“…Wait one year then we see what we have done wrong…”.
I sort of imagine him saying it in a Dutch accent with a very Dutch gutteral chuckle at the end of the sentence and a broad smile on his face. That is probably my imagination in overdrive. More of Piet another time.
It’s true. There will be plants in the garden that you get wrong because they behave differently for you, or you may, as I have often done, indulged in the rationalisation of a decision that you know, deep down, is doomed, but you talk yourself into it. Take delphiniums. I always wanted to grow them, but our Scottish garden was too damp and shady. So, for more than 2 years, I tried to grow them here in Tostat. After the first year, I knew it was a bad idea, but stubbornly persisted for another year.
But Piet has a good point. There is a humility that is kinder to yourself and your garden that accepts it when things don’t work, and there is always the silver lining of another year, another choice, another decision. And knowing is nothing to do with infallibility. I like that.
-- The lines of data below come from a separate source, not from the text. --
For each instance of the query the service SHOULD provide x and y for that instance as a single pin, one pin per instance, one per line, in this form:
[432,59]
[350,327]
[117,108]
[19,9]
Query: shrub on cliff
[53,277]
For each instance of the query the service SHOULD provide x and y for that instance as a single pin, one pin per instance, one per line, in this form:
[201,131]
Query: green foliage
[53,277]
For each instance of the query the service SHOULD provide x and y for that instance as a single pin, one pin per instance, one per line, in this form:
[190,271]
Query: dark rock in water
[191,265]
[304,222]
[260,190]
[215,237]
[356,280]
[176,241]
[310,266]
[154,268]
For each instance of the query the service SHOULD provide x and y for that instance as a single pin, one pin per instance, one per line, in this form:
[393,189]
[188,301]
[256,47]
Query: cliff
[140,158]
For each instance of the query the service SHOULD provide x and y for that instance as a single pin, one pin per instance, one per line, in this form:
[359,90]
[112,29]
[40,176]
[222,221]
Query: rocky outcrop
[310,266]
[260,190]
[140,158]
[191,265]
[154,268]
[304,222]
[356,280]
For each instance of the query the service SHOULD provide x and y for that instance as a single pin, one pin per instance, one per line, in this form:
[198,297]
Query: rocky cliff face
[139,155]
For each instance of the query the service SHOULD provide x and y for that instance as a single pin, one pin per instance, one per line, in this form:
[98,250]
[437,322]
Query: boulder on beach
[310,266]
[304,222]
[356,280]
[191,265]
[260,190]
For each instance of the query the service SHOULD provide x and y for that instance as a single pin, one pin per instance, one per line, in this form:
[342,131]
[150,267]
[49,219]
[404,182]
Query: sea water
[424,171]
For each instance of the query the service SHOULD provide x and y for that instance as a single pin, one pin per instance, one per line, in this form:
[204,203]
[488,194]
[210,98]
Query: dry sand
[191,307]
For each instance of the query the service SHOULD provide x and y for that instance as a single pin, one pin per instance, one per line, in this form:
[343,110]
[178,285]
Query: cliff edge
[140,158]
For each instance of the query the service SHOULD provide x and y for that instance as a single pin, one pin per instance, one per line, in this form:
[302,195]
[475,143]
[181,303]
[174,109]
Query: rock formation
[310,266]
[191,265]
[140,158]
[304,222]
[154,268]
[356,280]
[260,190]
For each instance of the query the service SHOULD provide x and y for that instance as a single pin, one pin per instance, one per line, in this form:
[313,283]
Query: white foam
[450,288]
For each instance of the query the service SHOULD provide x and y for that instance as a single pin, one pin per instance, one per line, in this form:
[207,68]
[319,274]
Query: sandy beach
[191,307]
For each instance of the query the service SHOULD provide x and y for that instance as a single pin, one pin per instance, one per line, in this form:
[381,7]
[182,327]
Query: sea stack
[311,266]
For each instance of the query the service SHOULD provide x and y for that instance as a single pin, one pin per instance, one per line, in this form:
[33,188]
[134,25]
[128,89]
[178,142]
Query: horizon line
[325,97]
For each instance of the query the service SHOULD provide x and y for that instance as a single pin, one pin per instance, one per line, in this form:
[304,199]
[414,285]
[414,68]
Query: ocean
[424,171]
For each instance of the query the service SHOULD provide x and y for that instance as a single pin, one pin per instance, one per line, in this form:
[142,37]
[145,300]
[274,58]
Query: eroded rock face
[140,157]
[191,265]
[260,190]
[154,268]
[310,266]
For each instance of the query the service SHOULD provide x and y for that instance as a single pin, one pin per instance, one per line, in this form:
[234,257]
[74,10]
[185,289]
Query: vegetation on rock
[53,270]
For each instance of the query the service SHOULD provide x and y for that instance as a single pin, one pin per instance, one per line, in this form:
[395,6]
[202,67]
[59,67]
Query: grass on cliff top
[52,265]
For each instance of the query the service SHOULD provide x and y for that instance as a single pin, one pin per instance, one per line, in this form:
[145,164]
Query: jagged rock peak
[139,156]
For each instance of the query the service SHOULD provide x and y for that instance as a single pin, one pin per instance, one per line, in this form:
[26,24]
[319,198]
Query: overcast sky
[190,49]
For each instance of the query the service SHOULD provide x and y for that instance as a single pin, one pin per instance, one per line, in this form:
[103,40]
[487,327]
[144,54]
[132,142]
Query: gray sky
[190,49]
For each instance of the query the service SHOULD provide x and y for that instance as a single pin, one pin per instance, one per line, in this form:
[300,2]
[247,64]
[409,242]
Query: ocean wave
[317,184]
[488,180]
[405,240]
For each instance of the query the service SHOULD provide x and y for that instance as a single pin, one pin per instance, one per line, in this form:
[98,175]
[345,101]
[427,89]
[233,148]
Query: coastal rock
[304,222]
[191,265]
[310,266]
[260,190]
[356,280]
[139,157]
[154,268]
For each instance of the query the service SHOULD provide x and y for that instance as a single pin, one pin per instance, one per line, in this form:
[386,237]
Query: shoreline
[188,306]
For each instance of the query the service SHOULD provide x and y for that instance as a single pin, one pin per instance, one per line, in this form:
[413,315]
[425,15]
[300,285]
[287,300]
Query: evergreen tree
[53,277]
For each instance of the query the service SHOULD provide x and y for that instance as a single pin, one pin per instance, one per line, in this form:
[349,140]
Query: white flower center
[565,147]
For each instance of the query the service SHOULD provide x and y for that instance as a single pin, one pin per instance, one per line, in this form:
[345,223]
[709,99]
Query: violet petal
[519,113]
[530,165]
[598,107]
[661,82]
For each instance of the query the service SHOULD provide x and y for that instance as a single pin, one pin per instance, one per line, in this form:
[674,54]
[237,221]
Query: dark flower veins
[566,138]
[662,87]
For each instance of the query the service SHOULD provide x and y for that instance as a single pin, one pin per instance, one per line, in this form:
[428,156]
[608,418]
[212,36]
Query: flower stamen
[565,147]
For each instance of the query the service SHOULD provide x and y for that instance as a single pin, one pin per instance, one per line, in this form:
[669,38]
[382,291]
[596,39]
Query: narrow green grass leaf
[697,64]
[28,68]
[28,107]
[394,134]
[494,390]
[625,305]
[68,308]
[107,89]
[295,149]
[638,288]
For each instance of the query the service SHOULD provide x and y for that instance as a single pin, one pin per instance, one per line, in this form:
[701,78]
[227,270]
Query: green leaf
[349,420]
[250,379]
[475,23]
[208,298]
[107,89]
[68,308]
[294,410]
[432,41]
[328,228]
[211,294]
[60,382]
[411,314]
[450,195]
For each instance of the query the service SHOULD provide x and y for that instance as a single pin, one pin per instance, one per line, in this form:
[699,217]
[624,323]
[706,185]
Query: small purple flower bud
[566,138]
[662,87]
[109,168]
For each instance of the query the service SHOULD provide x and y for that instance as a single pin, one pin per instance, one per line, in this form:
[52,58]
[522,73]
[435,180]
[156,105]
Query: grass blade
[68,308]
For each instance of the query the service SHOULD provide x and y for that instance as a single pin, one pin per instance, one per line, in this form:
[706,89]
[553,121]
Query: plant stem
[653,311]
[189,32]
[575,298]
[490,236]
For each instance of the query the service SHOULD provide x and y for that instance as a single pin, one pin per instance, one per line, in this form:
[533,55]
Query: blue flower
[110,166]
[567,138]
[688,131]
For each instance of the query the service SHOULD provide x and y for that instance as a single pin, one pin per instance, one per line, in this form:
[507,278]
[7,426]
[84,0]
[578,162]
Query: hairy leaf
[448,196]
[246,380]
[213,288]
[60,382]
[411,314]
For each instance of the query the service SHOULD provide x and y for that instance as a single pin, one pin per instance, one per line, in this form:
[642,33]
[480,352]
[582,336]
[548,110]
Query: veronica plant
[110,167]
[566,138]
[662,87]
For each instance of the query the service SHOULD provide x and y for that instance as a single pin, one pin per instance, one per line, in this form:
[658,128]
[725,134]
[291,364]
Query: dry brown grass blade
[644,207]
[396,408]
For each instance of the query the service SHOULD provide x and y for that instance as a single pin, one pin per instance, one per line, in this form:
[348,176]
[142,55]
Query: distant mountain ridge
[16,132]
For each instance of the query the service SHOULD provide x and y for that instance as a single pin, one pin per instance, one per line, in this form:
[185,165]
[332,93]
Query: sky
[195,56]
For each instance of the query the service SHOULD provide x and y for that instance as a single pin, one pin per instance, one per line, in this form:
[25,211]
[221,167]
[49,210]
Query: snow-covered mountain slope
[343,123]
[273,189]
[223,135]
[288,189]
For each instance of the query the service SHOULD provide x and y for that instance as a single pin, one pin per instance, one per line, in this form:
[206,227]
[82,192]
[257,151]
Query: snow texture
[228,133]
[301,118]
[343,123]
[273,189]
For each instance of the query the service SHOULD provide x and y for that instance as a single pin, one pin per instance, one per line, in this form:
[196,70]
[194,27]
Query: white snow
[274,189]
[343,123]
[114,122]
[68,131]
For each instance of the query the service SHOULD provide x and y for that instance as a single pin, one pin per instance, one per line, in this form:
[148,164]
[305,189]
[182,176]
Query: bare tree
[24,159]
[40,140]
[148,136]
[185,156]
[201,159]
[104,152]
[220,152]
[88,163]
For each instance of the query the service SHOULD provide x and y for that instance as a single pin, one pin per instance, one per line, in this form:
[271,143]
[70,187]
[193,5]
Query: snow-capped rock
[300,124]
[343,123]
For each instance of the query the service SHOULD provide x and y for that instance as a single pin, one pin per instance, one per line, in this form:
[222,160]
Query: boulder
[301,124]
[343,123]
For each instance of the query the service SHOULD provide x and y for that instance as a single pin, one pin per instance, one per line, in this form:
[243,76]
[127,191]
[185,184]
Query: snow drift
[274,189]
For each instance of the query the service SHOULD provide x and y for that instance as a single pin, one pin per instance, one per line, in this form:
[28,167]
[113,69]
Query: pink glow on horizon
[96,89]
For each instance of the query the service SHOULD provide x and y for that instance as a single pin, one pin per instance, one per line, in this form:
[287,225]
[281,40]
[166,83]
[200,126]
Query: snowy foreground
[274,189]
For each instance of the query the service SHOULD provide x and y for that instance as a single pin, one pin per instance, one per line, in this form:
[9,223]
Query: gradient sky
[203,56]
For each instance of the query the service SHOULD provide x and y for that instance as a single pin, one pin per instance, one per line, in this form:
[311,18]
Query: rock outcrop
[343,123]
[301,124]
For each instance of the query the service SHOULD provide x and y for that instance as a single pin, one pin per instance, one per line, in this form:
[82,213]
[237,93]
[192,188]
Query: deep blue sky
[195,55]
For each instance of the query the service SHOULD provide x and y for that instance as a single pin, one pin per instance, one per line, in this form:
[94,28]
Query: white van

I am writing this mainly for a rest, as I have been digging out giant canna that have run amock. Hard labour. But they have to go as now we can’t see the Gunnera which is Andy’s pride and joy. It’s a fine piece of ground, near the ruisseau, with a good stand of banana, Musa bajoo, and it deserves to be released from the grip of the rampant cannas. The bank is gradually metamorphosing. A few years ago, I stuffed a load of things in there that I have been removing ever since…all rationalisations and thugs, the lot of them.
So, I am enjoying my chance to think again and have another go. Whatever goes in will not top 0.90m, I have sworn on a stack of Bibles.
And the cannas will get a reprieve. They get a last chance saloon shot in some ground near the pool, which I have averted my eyes from for years. But they might as well get a go at it. Seems only fair. And they may well bloom better in a sunnier spot, so it could be a win-win.
By the way, the RHS link to information about cannas refers to them as tender perennials. I wouldn’t swear on a stack of Bibles about this, but my experience is that they are far tougher than the RHS suggests. Here, they have been living only a couple of inches below the soil surface with a lot of rain, and periods of freezing temperatures down to -10 at the worst. We have lost some when it has been that cold, but not all.